Posted to findingDulcinea by Cara McDonough
The vaccine uses a mock version of the virus, the biotech company said, and is safe enough to continuing testing on humans.
“These results are strong and very competitive and they compare well with any vaccine against pandemic flu, whether licensed or in development,” Novavax President and Chief Executive Officer Dr. Rahul Singhvi said, as quoted in Reuters.
Most vaccines used weakened or killed viruses, which requires a complicated process of reformulating the strain each year using chicken eggs. The fact that Novavax’s virus uses a mock version of avian flu means their vaccine may be quicker to produce, and more effective than those developed in the past.
In the trial, 160 participants received two injections of the vaccine of varying doses, one month apart. Of those who received the highest doses, 94 percent developed immunity to H5N1, which is an Indonesian strain of the bird flu that emerged in 2005, reports The Washington Post.
There are several other biotechnology companies, including GlaxoSmithKline, Sanofi-Aventis and Novartis, currently working on bird flu vaccines under government contract.

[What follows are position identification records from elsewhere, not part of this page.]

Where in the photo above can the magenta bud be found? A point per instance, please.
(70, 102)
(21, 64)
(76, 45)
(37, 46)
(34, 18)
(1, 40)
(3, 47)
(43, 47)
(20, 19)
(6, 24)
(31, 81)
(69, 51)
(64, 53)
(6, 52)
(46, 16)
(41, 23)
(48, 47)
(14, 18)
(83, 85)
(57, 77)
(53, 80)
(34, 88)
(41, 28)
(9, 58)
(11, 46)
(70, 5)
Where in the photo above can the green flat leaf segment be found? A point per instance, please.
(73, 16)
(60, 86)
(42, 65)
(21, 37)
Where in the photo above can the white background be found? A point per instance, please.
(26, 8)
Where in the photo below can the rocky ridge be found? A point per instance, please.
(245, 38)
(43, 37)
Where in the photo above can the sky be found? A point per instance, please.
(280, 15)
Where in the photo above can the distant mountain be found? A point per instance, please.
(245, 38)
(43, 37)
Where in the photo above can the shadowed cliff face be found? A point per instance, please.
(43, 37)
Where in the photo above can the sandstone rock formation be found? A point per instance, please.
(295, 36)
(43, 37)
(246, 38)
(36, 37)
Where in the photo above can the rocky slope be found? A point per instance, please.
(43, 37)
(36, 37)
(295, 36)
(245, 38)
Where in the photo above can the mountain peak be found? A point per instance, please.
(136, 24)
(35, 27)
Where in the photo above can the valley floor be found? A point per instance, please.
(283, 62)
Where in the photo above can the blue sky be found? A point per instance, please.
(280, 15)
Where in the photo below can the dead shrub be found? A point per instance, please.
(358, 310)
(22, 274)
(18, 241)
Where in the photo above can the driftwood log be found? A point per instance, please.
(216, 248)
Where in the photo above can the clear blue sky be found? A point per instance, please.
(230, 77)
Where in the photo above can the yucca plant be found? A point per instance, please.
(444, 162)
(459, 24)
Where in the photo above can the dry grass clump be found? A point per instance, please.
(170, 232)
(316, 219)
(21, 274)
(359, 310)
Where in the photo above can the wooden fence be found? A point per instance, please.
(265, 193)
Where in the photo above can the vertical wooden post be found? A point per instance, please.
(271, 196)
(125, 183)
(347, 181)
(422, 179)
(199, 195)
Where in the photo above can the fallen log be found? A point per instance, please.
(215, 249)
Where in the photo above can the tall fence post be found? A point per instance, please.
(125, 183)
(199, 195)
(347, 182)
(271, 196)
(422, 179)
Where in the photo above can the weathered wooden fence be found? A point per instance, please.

Promising results do not guarantee a government contract for Novavax, however, said financial analyst Ken Trbovich to Bloomberg. He said that most contracts awarded in recent years have gone to “large, established players in the vaccine field.”
Bird flu rarely infects humans, but has killed 245 out of 385 people infected since 2003, and scientists believe it could mutate into a more infectious form, according to Reuters.